Polina Marinova Pompliano is the founder of The Profile, a new media company that features long-form profiles of successful people and companies each week. Previously, she spent five years at Fortune where she wrote more than 1,300 articles and earned the trust of prominent investors and entrepreneurs. As the author and editor of Term Sheet, Fortune’s industry-leading dealmaking newsletter, Polina interviewed the industry’s most influential dealmakers, including Melinda Gates, Steve Case, Chamath Palihapitiya, Alexis Ohanian, and more.

Below, Polina shares 5 key insights from her new book, Hidden Genius: The secret ways of thinking that power the world’s most successful people.
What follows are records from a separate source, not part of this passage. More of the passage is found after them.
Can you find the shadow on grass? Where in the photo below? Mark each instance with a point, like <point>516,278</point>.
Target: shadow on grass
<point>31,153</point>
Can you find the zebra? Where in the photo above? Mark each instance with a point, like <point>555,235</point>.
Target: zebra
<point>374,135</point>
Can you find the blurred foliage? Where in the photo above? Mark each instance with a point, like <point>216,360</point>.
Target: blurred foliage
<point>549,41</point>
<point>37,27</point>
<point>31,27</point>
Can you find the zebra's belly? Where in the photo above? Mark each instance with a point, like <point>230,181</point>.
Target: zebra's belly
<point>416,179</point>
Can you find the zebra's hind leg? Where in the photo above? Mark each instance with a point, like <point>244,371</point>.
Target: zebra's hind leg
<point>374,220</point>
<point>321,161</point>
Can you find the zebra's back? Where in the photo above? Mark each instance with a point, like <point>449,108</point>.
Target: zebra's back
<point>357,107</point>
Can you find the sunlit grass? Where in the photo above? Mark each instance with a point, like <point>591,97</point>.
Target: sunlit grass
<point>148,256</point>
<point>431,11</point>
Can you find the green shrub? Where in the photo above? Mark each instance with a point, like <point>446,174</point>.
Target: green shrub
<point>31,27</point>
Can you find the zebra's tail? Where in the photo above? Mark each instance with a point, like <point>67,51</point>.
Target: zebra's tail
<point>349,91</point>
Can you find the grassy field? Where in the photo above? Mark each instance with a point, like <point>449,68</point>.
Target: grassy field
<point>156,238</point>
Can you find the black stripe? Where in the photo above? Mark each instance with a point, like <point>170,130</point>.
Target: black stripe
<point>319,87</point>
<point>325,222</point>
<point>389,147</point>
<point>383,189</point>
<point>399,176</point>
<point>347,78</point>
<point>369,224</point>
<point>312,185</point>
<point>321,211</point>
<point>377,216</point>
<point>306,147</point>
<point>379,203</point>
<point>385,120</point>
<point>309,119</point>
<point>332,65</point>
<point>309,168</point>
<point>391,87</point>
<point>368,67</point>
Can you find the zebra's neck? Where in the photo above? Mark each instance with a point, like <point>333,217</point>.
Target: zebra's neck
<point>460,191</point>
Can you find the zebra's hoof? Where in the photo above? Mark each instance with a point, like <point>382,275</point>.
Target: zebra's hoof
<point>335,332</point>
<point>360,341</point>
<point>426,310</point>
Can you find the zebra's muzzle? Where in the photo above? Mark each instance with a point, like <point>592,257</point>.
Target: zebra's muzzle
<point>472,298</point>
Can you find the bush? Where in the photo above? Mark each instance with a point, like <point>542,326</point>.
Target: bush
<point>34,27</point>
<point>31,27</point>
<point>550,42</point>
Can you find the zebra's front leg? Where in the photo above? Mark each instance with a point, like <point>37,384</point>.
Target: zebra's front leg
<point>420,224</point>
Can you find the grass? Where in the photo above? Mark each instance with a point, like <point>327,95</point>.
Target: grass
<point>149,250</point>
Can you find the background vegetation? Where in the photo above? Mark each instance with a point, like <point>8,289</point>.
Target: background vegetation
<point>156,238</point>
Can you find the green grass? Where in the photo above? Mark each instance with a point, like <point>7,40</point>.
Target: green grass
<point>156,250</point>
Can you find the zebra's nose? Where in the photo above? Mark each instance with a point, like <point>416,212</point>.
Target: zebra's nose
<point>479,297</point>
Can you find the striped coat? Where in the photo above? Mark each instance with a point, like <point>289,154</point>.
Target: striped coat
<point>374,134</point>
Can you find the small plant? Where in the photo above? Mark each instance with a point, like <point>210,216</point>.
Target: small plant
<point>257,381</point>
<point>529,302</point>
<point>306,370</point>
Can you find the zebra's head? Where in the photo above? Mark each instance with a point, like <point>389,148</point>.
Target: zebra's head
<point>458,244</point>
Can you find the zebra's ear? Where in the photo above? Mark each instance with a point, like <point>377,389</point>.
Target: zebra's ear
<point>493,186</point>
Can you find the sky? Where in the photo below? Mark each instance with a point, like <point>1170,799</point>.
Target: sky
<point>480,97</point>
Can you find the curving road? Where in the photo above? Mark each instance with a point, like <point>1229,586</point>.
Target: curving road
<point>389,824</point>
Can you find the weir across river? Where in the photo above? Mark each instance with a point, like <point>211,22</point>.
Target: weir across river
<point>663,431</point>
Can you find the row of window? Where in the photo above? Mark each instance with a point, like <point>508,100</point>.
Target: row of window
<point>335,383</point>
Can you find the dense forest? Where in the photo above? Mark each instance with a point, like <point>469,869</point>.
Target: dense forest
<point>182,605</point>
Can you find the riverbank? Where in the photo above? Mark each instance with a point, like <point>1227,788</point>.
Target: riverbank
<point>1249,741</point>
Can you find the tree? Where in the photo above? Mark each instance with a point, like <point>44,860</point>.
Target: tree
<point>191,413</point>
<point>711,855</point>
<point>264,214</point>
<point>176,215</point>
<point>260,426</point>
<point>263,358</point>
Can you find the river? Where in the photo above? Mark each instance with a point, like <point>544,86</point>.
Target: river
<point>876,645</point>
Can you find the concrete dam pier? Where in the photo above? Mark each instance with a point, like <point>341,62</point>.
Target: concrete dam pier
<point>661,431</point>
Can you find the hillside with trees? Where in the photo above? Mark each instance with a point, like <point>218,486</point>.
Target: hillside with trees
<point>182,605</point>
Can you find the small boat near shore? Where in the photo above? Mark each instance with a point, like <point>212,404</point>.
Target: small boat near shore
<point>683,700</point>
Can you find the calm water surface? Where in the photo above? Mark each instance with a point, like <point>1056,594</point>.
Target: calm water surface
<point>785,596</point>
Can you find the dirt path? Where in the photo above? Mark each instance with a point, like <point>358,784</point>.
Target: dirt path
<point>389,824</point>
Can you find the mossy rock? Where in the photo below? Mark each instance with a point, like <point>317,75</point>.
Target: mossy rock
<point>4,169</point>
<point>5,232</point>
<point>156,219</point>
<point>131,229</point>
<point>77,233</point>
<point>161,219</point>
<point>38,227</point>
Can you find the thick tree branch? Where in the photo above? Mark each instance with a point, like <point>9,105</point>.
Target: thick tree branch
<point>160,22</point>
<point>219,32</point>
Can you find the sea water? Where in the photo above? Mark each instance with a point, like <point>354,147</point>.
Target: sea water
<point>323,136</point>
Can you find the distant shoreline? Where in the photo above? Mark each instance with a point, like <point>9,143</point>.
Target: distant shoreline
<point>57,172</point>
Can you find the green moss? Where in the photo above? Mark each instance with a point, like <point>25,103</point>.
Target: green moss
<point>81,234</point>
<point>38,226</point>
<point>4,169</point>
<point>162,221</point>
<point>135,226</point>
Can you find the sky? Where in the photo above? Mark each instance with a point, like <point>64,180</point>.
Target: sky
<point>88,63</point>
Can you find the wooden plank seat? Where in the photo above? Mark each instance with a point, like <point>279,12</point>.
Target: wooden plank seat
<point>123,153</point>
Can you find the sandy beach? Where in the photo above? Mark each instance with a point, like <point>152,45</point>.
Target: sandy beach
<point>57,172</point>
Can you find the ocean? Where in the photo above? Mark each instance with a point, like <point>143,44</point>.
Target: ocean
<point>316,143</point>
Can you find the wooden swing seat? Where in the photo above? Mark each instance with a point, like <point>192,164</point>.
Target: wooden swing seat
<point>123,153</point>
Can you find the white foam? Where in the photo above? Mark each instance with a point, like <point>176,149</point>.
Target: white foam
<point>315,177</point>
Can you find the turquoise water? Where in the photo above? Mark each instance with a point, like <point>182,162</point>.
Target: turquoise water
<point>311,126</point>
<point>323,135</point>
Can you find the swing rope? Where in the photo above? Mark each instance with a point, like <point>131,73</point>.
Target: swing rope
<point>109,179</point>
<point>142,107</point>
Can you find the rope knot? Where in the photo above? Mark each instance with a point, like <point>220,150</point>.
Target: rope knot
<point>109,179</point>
Listen to the audio version—read by Polina  herself—in the Next Big Idea App.

Hidden Genius: The secret ways of thinking that power the world's most successful people By Polina Marinova Pompliano Next Big Idea Club

1. Manufacturing hardship is key to developing lasting mental toughness.

The definition of mental toughness varies depending on whom you ask, but one commonality is that it’s the ability to endure. Enduring pain, discomfort, and uncertainty for long periods of time doesn’t happen by accident. It happens when you regularly stress-test yourself by intentionally introducing hardship into your everyday life.

A former Navy SEAL, David Goggins was in his early 20s, suffering from asthma, a learning disability, a stutter, and crushingly low self-esteem. He confronted these insecurities for the first time when he signed up for the Badwater 135, a race that requires participants to run 135 miles in 24 hours in the peak heat of Death Valley. To qualify, Goggins had to run a 100-mile race in San Diego, even though he had never run long distance before. The result? Goggins peed blood, nearly passed out, broke the bones in his feet, and endured stress fractures—but he finished the race. This race taught Goggins that he needed to develop mental tools to endure pain.

His first tool came from the Navy; he dubbed it “The 40 Percent Rule.” The rule is the reason why even though most people hit a wall at mile 20 during a marathon, they’re still able to finish. It’s simple: when your mind is telling you that you’re done, that you’re exhausted, that you cannot possibly go any further, you’re probably only actually 40 percent done. “A lot of cars have governors on them at, let’s say, 91 miles an hour,” explains Goggins. “It may only go 91 miles an hour because the governor stops it from going 130. We do the same thing to our brains. When we get uncomfortable, our brain gives us a way out, usually quitting or taking the easier route.”

“Choosing the path of most resistance builds authentic confidence and lasting mental resilience.”

The second tool Goggins used was what he calls the “accountability mirror,” a way of undergoing controlled emotional pain. When Goggins decided to become a Navy SEAL, he looked at his reflection and said, “You’re fat, you’re lazy, and you’re a liar. What are you going to do about it?” This sounds harsh, but Goggins says that he needed to face his insecurities in order to overcome them. The second half of that statement, the focus on remedies, made it something more than self-criticism. He pasted sticky notes around the outside of the mirror outlining the steps he needed to take to achieve his goals. They would say things like, “Go one day without lying for external validation” or “Go on a two-mile run.”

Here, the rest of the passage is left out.